Five Things You Need To Know About Oil And Gas Profiteering

  1. After years of regulatory rollbacks, oil companies still chose to cut production. After years of getting their policy wishlists fulfilled by the Trump administration, oil companies were still underperforming the broader stock market and struggling with excessive debt even before the pandemic struck. Much of the industry had already started to cut production and lay off employees. When oil prices collapsed in 2020 because of COVID, the oil and gas industry both at home and around the world responded by further slashing production. More than 100,000 workers were laid off in the United States, despite nearly $120 billion in government support for the industry.

  3. High prices are bringing in record cash for Big Oil. 2021’s rebound in oil demand and now the recent spike in prices around the conflict in Ukraine has generated enormous cash flows to big oil companies. Exxon Mobil, Chevron, Shell, BP, and ConocoPhillips all saw their highest annual profits in at least 8 years, bringing in a total of $78.8 billion in 2021 across just these five companies.

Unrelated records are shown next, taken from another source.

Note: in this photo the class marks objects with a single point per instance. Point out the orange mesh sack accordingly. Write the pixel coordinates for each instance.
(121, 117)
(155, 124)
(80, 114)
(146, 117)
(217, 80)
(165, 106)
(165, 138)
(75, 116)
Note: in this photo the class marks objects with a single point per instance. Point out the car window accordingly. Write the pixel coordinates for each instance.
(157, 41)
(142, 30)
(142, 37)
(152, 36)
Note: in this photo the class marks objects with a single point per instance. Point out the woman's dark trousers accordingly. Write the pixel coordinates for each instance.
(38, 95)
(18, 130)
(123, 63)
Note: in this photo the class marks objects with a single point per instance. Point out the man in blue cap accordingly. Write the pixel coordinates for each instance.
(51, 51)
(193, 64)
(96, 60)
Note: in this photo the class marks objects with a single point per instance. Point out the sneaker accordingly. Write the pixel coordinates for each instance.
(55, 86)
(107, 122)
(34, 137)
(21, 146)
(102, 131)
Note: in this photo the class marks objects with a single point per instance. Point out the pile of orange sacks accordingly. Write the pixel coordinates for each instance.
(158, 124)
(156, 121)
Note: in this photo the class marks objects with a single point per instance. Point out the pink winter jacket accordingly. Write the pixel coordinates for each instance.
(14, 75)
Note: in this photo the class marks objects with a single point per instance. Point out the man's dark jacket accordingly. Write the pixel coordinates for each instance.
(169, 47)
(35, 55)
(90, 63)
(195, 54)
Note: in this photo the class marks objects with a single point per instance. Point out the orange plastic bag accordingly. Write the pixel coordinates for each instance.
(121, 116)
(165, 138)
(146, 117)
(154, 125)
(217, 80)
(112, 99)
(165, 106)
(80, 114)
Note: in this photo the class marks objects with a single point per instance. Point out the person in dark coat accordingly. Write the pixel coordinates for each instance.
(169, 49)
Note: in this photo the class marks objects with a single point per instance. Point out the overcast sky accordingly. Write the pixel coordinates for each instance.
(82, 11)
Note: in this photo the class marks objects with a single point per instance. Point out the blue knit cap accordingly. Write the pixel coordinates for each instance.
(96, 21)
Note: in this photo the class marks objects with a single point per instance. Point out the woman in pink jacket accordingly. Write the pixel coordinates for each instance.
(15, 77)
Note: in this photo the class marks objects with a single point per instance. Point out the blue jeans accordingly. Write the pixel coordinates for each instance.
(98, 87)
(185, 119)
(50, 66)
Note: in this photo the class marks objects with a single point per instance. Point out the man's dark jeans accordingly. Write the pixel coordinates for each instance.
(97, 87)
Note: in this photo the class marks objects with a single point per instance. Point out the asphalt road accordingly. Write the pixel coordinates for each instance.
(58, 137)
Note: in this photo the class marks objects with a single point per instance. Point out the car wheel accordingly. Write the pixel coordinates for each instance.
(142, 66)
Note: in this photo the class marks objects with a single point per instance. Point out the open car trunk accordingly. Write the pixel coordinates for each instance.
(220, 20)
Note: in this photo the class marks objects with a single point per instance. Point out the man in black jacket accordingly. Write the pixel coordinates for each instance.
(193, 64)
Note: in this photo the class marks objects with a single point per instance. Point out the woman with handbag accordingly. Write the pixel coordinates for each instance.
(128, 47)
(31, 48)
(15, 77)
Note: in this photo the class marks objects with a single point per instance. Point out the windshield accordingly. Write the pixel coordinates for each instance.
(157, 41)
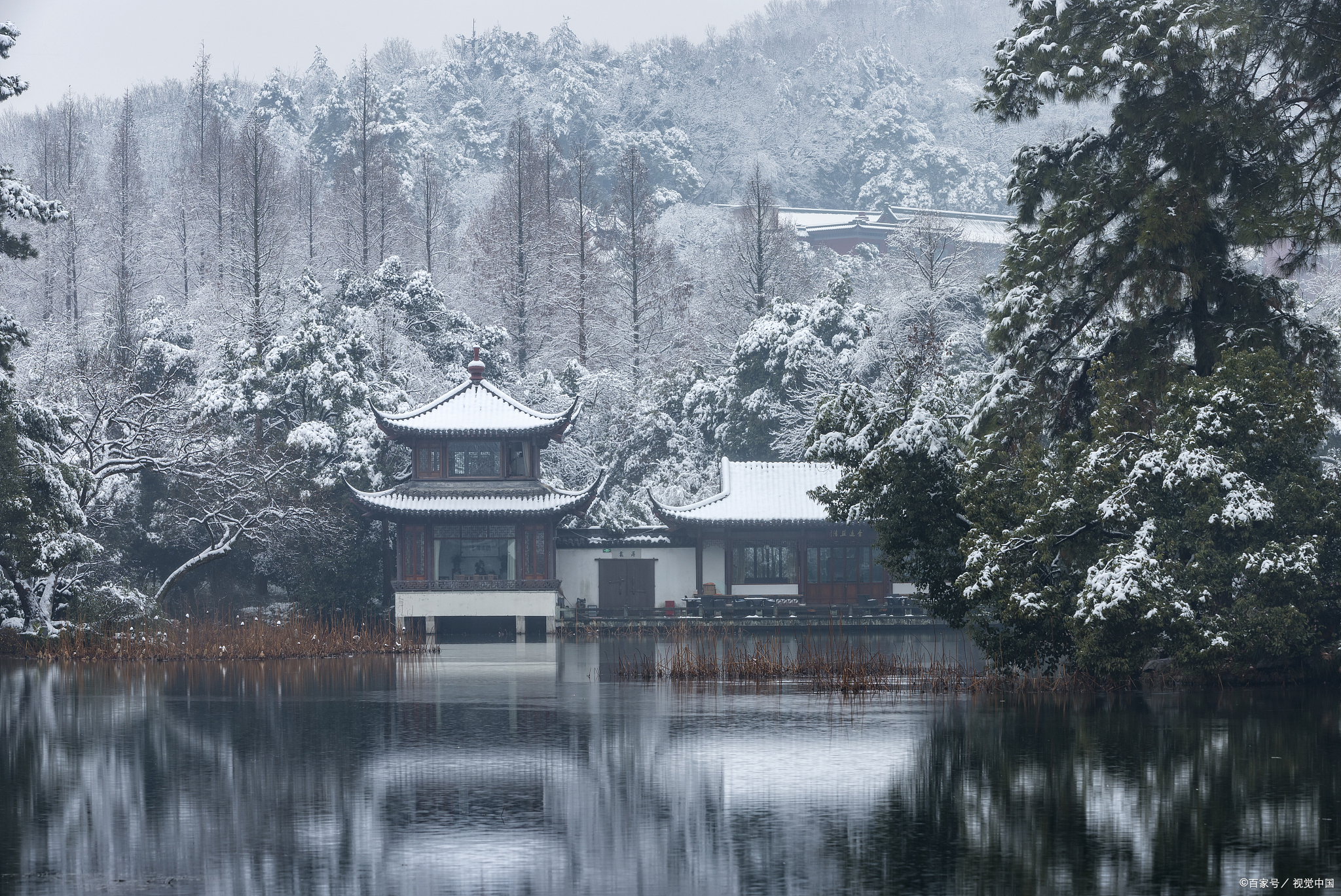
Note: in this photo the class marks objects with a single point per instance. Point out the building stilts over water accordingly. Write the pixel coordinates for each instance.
(478, 529)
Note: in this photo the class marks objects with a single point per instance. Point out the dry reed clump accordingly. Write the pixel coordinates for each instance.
(834, 664)
(240, 639)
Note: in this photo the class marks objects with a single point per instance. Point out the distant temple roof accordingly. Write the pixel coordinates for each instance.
(477, 408)
(475, 499)
(845, 228)
(756, 494)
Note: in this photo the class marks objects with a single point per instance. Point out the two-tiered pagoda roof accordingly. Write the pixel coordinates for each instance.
(477, 410)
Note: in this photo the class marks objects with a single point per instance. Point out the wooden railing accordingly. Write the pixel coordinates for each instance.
(478, 585)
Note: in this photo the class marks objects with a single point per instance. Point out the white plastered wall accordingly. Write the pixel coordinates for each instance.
(475, 603)
(674, 581)
(715, 567)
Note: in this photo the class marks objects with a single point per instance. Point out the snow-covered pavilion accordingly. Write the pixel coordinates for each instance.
(477, 528)
(475, 524)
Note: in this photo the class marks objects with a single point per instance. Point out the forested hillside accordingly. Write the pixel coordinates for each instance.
(236, 270)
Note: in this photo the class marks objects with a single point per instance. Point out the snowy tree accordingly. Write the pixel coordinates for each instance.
(1198, 528)
(510, 242)
(41, 518)
(778, 372)
(643, 267)
(447, 336)
(763, 249)
(18, 202)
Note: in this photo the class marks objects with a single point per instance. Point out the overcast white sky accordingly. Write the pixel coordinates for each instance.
(105, 46)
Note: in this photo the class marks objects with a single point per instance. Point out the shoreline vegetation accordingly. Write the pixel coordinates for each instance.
(836, 664)
(194, 639)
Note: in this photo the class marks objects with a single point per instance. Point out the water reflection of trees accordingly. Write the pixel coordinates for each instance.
(1127, 795)
(375, 776)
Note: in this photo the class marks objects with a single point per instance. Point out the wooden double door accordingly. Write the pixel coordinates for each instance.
(627, 582)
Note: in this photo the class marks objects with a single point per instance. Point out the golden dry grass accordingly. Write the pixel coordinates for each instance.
(834, 664)
(238, 639)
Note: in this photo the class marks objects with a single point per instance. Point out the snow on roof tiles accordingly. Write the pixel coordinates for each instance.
(758, 493)
(475, 408)
(475, 499)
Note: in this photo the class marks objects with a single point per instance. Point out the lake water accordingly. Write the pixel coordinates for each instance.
(521, 769)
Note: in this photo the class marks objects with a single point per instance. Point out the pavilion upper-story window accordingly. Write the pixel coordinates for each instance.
(477, 459)
(518, 459)
(468, 552)
(428, 460)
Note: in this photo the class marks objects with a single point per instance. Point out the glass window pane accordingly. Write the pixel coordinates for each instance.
(763, 564)
(517, 459)
(468, 557)
(475, 459)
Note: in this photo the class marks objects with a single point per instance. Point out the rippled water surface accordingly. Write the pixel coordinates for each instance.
(515, 769)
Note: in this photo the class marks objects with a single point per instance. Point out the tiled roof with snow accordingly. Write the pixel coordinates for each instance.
(475, 410)
(757, 494)
(475, 499)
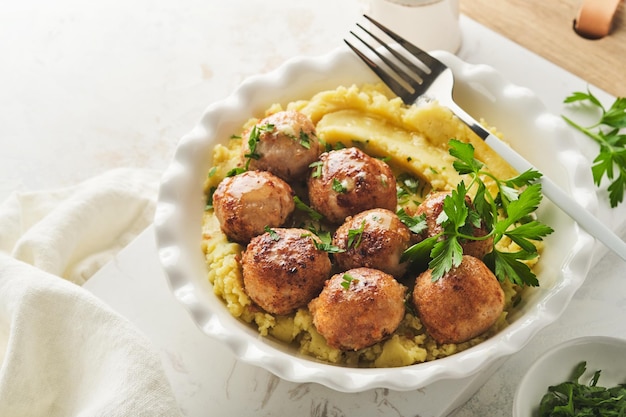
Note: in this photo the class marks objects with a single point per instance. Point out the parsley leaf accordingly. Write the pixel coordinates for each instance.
(509, 213)
(610, 163)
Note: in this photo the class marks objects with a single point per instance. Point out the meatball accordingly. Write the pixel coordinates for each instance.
(358, 308)
(432, 206)
(283, 143)
(283, 269)
(374, 238)
(462, 304)
(246, 203)
(347, 181)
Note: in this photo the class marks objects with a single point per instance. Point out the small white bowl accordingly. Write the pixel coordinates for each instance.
(557, 364)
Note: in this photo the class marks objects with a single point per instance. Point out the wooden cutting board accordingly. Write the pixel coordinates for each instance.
(546, 28)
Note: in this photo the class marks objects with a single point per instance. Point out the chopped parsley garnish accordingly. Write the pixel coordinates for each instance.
(209, 201)
(416, 224)
(300, 205)
(338, 187)
(253, 140)
(305, 140)
(273, 235)
(325, 243)
(355, 236)
(317, 169)
(346, 280)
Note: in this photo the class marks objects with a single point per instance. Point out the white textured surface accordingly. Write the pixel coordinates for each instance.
(89, 86)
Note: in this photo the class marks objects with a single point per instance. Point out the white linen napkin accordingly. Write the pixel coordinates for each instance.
(64, 352)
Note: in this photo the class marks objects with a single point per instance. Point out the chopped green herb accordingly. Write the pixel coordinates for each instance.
(300, 205)
(253, 140)
(209, 202)
(416, 224)
(355, 236)
(347, 279)
(325, 243)
(317, 169)
(305, 140)
(338, 187)
(572, 398)
(235, 171)
(273, 235)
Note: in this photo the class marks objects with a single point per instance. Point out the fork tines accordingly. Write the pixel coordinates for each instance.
(403, 73)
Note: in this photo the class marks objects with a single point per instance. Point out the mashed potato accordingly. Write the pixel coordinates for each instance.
(415, 141)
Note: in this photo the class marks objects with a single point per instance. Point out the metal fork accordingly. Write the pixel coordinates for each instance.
(433, 79)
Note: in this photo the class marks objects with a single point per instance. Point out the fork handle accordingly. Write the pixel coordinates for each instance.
(559, 197)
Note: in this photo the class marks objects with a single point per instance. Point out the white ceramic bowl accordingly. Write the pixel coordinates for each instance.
(542, 138)
(557, 364)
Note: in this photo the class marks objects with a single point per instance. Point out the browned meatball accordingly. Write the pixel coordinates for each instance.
(432, 206)
(246, 203)
(462, 304)
(358, 308)
(283, 269)
(348, 181)
(283, 143)
(374, 238)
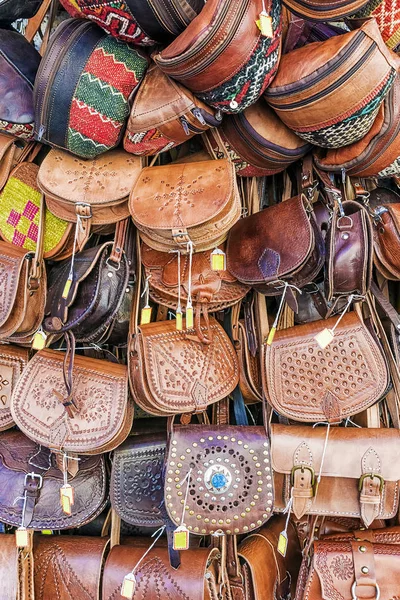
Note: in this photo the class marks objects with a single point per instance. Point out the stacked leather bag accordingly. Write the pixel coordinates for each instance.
(199, 296)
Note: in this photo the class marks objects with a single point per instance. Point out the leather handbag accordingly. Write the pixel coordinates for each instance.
(136, 486)
(83, 89)
(20, 203)
(80, 407)
(304, 382)
(223, 57)
(13, 360)
(176, 204)
(259, 143)
(197, 578)
(377, 153)
(29, 476)
(94, 192)
(273, 576)
(68, 565)
(363, 566)
(363, 485)
(19, 62)
(145, 22)
(165, 114)
(266, 257)
(339, 109)
(86, 292)
(227, 471)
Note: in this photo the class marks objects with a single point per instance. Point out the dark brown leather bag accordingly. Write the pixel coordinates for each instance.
(29, 471)
(260, 254)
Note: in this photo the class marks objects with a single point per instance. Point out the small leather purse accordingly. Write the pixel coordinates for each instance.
(227, 471)
(28, 473)
(304, 382)
(266, 257)
(79, 405)
(355, 476)
(176, 204)
(13, 360)
(165, 114)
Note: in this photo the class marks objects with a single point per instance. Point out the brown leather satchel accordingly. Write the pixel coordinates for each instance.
(78, 407)
(68, 567)
(261, 254)
(13, 360)
(227, 471)
(165, 114)
(176, 204)
(345, 471)
(93, 191)
(29, 477)
(197, 578)
(304, 382)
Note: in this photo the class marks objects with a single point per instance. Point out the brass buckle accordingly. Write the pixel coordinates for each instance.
(371, 476)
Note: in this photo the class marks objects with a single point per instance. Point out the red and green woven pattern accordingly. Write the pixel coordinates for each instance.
(100, 106)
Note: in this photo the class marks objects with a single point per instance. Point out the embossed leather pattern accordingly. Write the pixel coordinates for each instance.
(305, 383)
(228, 471)
(170, 373)
(196, 578)
(174, 204)
(136, 487)
(100, 392)
(266, 254)
(364, 484)
(12, 362)
(19, 456)
(68, 567)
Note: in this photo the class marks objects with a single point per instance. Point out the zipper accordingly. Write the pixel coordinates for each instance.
(334, 85)
(306, 85)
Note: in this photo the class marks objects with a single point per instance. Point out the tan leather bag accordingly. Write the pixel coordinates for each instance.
(176, 204)
(359, 477)
(80, 407)
(13, 360)
(305, 383)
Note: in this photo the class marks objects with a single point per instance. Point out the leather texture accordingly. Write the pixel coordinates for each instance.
(27, 468)
(196, 578)
(103, 416)
(365, 485)
(339, 109)
(171, 372)
(222, 57)
(228, 471)
(266, 256)
(305, 383)
(174, 204)
(136, 487)
(68, 567)
(164, 115)
(19, 62)
(13, 360)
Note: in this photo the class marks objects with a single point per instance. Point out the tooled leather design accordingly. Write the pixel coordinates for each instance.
(310, 384)
(241, 454)
(100, 397)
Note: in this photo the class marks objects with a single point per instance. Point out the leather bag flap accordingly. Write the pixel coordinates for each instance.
(365, 451)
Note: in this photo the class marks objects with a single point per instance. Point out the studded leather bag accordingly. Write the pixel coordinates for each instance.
(365, 485)
(176, 204)
(13, 360)
(227, 471)
(164, 115)
(307, 383)
(29, 472)
(77, 405)
(266, 257)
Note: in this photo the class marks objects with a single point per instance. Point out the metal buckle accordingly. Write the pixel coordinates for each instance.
(353, 591)
(371, 476)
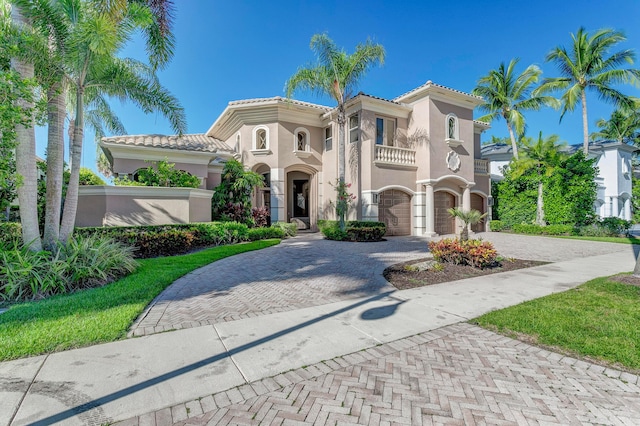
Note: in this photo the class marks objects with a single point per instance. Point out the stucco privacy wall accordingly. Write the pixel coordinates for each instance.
(132, 205)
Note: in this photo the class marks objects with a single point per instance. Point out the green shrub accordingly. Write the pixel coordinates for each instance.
(476, 253)
(83, 262)
(289, 229)
(496, 225)
(255, 234)
(354, 230)
(10, 232)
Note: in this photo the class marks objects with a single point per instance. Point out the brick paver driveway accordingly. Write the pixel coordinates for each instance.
(309, 270)
(459, 374)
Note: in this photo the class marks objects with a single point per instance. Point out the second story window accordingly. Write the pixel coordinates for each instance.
(452, 127)
(328, 139)
(354, 128)
(385, 131)
(261, 138)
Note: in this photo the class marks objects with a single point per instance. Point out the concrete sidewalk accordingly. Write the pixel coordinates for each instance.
(120, 380)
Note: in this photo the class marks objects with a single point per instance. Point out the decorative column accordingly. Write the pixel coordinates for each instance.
(277, 195)
(430, 211)
(419, 211)
(466, 198)
(627, 209)
(615, 211)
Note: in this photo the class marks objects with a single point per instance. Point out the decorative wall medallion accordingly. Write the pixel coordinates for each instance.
(453, 161)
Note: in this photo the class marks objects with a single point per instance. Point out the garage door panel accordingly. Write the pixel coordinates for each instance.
(394, 209)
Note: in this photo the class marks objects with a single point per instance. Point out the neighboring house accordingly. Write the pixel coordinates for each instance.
(614, 173)
(408, 159)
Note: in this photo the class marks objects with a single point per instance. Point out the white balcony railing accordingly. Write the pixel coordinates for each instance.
(481, 166)
(394, 155)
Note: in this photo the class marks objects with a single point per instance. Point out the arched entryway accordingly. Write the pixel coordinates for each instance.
(477, 203)
(444, 223)
(394, 209)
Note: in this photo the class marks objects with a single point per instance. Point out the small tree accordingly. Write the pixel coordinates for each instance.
(470, 217)
(232, 198)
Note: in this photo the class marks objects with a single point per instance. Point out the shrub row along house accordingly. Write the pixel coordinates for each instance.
(614, 180)
(408, 159)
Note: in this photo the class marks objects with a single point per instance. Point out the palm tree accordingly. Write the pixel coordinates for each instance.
(543, 156)
(337, 75)
(588, 65)
(623, 126)
(82, 43)
(470, 217)
(508, 95)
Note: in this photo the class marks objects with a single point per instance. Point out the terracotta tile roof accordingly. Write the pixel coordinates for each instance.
(194, 142)
(278, 98)
(431, 83)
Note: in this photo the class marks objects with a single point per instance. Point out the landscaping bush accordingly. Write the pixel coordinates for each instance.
(289, 229)
(362, 231)
(265, 233)
(260, 216)
(10, 232)
(496, 225)
(83, 262)
(476, 253)
(168, 240)
(532, 229)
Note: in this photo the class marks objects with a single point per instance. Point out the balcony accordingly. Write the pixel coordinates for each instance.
(393, 156)
(480, 167)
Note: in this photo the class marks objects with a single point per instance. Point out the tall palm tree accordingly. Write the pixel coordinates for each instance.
(623, 126)
(83, 41)
(508, 95)
(336, 74)
(590, 65)
(543, 155)
(95, 70)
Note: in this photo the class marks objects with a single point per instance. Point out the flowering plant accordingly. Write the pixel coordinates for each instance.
(343, 200)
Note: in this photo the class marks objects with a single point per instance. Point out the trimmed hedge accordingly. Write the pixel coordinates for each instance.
(361, 231)
(169, 240)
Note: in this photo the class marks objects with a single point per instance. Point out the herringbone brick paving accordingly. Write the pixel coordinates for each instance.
(308, 271)
(457, 375)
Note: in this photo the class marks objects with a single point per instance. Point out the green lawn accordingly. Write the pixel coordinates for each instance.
(102, 314)
(599, 319)
(622, 240)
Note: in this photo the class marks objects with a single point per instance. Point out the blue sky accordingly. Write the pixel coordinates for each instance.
(230, 50)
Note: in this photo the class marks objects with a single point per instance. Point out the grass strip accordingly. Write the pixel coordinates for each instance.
(101, 314)
(598, 319)
(621, 240)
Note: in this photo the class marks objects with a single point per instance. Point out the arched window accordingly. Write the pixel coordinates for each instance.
(301, 140)
(261, 138)
(452, 130)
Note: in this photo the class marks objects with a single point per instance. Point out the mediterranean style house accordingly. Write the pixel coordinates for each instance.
(408, 159)
(613, 160)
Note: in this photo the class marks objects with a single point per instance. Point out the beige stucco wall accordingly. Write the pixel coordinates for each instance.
(128, 205)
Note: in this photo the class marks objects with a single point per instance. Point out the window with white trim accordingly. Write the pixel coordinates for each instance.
(261, 138)
(385, 131)
(301, 140)
(328, 139)
(452, 128)
(354, 128)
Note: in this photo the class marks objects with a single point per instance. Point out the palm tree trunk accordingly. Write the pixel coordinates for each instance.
(540, 206)
(71, 199)
(341, 155)
(585, 123)
(55, 165)
(26, 160)
(514, 144)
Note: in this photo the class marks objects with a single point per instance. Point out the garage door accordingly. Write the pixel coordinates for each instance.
(394, 209)
(477, 203)
(444, 223)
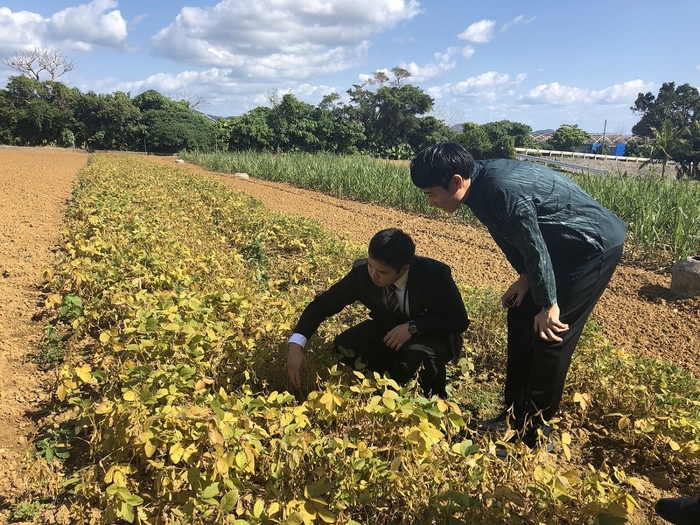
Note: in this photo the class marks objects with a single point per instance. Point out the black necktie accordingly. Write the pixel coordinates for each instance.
(391, 299)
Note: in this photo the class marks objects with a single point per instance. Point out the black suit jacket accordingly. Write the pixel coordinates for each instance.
(435, 304)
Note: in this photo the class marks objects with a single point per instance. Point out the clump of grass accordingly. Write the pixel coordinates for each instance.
(50, 351)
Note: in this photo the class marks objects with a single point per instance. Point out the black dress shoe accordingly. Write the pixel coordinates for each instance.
(499, 424)
(679, 511)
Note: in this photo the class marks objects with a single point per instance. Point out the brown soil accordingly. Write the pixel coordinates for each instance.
(35, 188)
(637, 312)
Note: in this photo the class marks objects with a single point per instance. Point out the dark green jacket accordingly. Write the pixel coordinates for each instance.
(545, 224)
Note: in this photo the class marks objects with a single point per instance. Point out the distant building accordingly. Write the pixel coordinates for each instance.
(615, 142)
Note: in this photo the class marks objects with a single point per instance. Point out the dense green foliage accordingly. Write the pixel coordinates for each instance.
(670, 123)
(177, 296)
(663, 215)
(383, 118)
(567, 138)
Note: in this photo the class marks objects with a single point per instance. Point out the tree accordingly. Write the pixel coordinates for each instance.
(668, 143)
(567, 137)
(475, 139)
(250, 131)
(335, 131)
(196, 102)
(293, 124)
(37, 60)
(520, 133)
(37, 113)
(390, 113)
(679, 105)
(108, 122)
(170, 126)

  5. Oil companies are holding back production to generate cash for investors. Ordinarily, a rebound in prices would incentivize oil companies to invest in more production, but right now the industry is choosing to keep supply tight and prices high so they can send $88 billion back to shareholders through stock buybacks ($38bln) and dividends ($50bln).

  7. Public lands and leasing policies have nothing to do with current price spikes. Oil and gas companies are already sitting on a decade’s worth of unused leases and drilling permits. By the end of fiscal year 2021, the number of drilling permits issued by the Bureau of Land Management was 10 times the number of active drilling rigs that oil companies actually had in operation (5,000 permits vs 508 rigs). As of September 30, 2021, the oil and gas industry held 9,600 approved onshore permits that are ready to drill.

  9. We can never drill our way to real energy independence. Oil company CEOs are motivated by maximizing profits and generating cash for shareholders, not by what keeps prices down at home. Oil and gas are traded on global markets, and unlike clean energy sources, fossil fuels can easily be loaded onto a boat and shipped to the highest bidder. Because of this, we will never be free from oil and gas price fluctuations no matter how much oil we drill at home.